OpenAI has announced the research version of its new AI agent, Operator, designed to perform online tasks on behalf of users.

Operator can search for flights, find products, and interact with web pages using text input, clicks, and scrolling. Powered by the Computer-Using Agent model, it combines GPT-4o capabilities with UI interaction training. The agent analyzes web page code and interacts with interfaces by simulating virtual mouse and keyboard actions, eliminating the need for API integration.

Operator is equipped with self-correction features and can hand control back to the user if it encounters challenges. It requests permission before entering sensitive data, such as passwords or sending emails, and rejects malicious requests to ensure user security.

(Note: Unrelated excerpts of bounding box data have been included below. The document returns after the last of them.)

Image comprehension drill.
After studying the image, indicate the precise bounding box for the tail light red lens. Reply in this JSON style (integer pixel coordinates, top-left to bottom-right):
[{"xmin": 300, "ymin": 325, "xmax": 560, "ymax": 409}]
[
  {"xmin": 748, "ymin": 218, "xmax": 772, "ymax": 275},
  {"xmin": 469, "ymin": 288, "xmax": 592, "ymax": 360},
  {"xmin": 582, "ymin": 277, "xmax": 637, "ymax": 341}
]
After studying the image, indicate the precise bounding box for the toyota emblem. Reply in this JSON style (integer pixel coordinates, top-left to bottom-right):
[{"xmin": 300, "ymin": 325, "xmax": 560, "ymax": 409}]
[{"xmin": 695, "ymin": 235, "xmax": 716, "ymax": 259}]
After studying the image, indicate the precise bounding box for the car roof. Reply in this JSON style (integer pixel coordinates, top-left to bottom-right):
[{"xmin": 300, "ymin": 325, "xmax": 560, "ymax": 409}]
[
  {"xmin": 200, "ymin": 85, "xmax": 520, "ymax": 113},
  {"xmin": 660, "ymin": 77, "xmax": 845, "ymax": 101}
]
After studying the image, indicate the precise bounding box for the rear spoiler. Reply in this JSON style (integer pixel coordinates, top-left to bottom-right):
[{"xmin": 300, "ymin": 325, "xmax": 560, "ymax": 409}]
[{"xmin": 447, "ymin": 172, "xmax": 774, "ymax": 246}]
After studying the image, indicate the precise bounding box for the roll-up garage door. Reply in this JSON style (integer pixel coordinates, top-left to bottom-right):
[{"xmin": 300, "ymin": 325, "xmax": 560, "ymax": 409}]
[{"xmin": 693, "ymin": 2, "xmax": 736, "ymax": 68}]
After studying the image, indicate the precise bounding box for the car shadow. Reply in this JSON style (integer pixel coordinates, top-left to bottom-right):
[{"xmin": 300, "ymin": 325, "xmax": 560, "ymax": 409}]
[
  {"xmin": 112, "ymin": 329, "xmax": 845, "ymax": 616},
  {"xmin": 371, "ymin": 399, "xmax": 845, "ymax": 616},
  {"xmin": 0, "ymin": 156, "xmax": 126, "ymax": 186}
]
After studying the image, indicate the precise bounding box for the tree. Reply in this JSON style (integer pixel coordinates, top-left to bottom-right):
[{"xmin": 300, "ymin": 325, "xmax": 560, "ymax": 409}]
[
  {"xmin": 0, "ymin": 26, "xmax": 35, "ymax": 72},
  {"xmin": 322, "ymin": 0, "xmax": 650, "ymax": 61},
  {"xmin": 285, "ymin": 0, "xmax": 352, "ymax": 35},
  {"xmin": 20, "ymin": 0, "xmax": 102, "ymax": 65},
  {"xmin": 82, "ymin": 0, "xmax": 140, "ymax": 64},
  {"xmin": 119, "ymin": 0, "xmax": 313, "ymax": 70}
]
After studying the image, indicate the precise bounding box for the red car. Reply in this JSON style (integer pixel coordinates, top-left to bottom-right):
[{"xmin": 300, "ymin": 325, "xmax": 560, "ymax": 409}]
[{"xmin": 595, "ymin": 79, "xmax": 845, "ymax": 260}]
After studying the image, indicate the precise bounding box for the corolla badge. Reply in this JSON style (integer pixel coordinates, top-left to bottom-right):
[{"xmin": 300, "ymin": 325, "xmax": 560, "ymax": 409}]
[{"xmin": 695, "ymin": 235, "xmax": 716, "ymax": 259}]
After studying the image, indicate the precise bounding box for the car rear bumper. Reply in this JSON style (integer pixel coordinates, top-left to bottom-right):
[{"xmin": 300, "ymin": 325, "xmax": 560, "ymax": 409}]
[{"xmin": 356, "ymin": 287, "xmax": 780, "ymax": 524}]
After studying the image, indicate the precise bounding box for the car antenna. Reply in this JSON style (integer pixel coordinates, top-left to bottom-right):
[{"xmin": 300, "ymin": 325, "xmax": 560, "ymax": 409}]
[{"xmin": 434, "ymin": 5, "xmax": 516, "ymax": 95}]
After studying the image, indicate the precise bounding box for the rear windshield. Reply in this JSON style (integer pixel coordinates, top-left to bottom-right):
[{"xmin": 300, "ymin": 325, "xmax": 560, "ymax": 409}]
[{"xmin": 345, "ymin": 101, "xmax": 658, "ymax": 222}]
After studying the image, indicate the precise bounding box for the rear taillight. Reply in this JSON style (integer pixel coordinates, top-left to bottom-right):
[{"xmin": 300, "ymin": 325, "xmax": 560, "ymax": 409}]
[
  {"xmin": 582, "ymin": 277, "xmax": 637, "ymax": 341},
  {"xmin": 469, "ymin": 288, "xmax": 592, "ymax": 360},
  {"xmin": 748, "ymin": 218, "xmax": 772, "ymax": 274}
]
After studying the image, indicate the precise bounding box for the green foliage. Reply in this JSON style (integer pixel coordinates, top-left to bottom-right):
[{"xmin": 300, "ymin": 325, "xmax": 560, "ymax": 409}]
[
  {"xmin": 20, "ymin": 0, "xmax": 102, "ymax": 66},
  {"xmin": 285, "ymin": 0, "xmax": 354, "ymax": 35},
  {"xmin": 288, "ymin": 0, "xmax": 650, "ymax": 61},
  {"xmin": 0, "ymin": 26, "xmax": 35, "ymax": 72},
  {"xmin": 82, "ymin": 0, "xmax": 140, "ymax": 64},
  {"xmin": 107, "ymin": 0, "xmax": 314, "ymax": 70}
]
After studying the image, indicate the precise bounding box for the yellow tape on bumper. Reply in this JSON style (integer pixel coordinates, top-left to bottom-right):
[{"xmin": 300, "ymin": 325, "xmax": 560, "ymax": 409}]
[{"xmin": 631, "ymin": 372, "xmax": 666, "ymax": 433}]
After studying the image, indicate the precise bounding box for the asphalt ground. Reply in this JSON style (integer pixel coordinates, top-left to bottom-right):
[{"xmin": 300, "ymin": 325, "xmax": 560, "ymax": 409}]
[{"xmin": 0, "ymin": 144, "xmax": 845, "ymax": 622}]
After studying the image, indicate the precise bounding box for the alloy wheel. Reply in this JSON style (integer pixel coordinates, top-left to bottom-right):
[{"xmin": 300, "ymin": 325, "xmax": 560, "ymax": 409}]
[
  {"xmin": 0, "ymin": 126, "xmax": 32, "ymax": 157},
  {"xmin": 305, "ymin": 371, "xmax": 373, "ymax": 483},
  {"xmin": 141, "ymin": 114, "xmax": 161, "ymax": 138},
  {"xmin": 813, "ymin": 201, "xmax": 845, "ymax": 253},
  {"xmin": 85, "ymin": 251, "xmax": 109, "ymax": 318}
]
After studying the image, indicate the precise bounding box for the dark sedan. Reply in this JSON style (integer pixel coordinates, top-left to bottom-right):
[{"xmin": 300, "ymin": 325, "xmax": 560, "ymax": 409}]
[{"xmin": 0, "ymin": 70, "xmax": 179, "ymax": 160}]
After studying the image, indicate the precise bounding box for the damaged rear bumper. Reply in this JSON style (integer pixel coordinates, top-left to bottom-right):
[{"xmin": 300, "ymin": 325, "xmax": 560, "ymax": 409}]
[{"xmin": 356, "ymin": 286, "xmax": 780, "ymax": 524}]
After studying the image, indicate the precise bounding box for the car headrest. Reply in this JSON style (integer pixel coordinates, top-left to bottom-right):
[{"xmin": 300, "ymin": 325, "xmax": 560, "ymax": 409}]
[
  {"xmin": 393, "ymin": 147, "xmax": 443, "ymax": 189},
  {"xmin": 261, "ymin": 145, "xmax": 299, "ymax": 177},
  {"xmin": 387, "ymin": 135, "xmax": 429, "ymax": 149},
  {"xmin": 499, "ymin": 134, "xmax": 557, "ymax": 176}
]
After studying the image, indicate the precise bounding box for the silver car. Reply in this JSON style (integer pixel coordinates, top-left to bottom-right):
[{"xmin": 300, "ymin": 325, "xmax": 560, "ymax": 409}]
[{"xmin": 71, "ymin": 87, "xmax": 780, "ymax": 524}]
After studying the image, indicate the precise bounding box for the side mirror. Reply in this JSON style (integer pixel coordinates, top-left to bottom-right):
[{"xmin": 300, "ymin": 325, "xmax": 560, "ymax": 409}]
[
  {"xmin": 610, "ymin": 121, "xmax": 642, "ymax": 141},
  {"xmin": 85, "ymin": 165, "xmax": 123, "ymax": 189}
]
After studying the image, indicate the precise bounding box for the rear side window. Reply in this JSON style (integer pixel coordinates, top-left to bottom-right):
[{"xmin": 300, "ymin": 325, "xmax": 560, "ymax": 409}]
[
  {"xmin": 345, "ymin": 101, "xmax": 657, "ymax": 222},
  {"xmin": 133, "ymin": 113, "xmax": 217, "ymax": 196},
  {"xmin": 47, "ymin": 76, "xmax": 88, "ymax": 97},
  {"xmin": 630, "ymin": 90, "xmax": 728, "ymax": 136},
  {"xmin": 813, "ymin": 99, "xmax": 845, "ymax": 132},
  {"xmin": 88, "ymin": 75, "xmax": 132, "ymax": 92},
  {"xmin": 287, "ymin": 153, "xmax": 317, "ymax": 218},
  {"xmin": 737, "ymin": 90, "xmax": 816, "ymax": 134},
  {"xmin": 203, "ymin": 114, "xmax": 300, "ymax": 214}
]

Currently, the tool is available exclusively in the U.S. for ChatGPT Pro subscribers at $200 per month. OpenAI plans to roll it out to Plus-tier users in the coming weeks.

Industry operators say the bigger impact may be on how enterprises finally deploy AI across messy, UI-driven workflows.

“Interface-first agents like Operator mark the next era of LLM adoption because they finally let AI work through real user interfaces instead of waiting for every system to expose perfect APIs. Despite the hype around generative AI, enterprise adoption still stalls in most organizations, largely because their IT landscapes are fragmented, full of custom tools, manual data flows, and missing or unreliable integrations. Traditional LLM pilots are almost designed to fail in that environment: the models need structured data, clear actions, and stable endpoints, and enterprises often have none of that at scale. By allowing agents to click, type, and navigate software the way employees do, tools like this give AI a pragmatic way to ‘plug into’ existing workflows without a multi-year systems redesign.

As models improve at handling long, multi-step tasks and UI quirks, and as similar agents become available on-prem and via open source, we will start seeing truly autonomous workflows deployed in days, not months. For white-collar productivity, that could be a step change: not just smarter copilots, but digital workers that can actually operate inside today’s messy, real-world enterprise environments,” said Andrew Persh, Head of Go-To-Market at Lionsoul Global and former Engagement Manager at McKinsey.